US Census Bureau Data (Undergrad Research Project)
Project objective and overview:
I was very fortunate to be working with Dr. Heather Kitada-Smalley during my undergraduate experience at Willamette University. Her goal was to analyze public opinion of the controversy on adding a citizenship question to the 2020 census. The motivation behind the project was mostly rooted in my professor's personal interest in the topic, and I was excited to be working with a random sample of the massive dataset from X (formerly Twitter). The dataset took up 10 GB of space, so I had to work on external storage.
The premise of the controversy is that advocates assert that a citizenship question on the census would benefit the legitimacy of the then-upcoming 2020 Census which would have been critical to political redistricting and, in effect, the outcome of the 2020 US presidential election. From the data, it seemed that proponents argued that the citizenship question could be used to distinguish people living in the United States with and without citizenship which could then be used to ensure that only citizens of the US who are registered to vote would be voting in the election.
The opposition argued that the citizenship question had no place as a question on the Census because the point of a census is to survey every member of a population. They ultimately make the case that the goal of the US Census should be to better understand relevant features of the country's population to better allocate resources to support cities and the residents in those cities, thus the question of one's citizenship would be irrelevant.

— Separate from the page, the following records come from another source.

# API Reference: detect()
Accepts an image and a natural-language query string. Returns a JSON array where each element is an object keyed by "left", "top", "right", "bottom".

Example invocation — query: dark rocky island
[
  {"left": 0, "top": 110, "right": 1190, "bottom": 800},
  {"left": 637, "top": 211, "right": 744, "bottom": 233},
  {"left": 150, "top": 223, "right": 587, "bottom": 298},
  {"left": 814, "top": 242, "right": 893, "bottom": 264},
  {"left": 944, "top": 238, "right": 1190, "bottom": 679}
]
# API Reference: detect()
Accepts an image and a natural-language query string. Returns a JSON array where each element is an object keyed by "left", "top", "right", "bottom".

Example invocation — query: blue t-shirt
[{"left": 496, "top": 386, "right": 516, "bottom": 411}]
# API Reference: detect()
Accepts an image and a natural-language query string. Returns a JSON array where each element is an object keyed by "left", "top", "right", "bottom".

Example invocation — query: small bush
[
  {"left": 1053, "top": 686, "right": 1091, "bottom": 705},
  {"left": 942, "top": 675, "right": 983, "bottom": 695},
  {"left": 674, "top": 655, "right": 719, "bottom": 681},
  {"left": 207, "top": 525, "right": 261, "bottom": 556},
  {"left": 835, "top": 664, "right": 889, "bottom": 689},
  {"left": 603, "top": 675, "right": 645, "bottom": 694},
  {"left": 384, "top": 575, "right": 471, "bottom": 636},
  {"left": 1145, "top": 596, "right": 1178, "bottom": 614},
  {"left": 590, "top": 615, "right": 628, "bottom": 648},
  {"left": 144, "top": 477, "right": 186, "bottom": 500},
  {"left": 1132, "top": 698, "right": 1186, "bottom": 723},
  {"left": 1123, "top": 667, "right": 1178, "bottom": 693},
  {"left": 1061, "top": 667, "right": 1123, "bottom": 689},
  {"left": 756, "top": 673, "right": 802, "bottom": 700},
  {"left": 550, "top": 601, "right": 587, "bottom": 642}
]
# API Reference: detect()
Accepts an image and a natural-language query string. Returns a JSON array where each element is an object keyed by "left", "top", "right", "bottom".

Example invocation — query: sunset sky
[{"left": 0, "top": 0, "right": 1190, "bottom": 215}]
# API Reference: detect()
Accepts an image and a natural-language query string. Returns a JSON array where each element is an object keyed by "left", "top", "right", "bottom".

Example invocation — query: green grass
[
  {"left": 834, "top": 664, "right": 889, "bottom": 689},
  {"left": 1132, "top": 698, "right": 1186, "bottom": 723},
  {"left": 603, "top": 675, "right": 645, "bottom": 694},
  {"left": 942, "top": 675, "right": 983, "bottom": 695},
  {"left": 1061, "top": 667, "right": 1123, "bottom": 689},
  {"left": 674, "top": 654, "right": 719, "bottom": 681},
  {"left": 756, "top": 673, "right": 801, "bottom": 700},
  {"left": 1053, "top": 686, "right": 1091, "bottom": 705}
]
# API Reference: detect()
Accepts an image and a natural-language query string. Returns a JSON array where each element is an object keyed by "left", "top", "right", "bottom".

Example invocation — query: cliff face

The dataset was compiled by scraping the X platform of all tweets using specific keywords that were ostensibly "census," "census bureau," "(Donald) Trump," "Wilbur Ross," "DOJ," and other words and names that were critical to the controversy. The particular scraping methodology was abstracted and is inferred based on my experience with the sample dataset. My primary responsibility involved populating the sample dataset with a human-set ground truth as to whether or not a given tweet was specifically referring to the US 2020 Census as opposed to, say, a census of animals for some wildlife preservation purposes.
This page and the deliverable are being created asynchronously.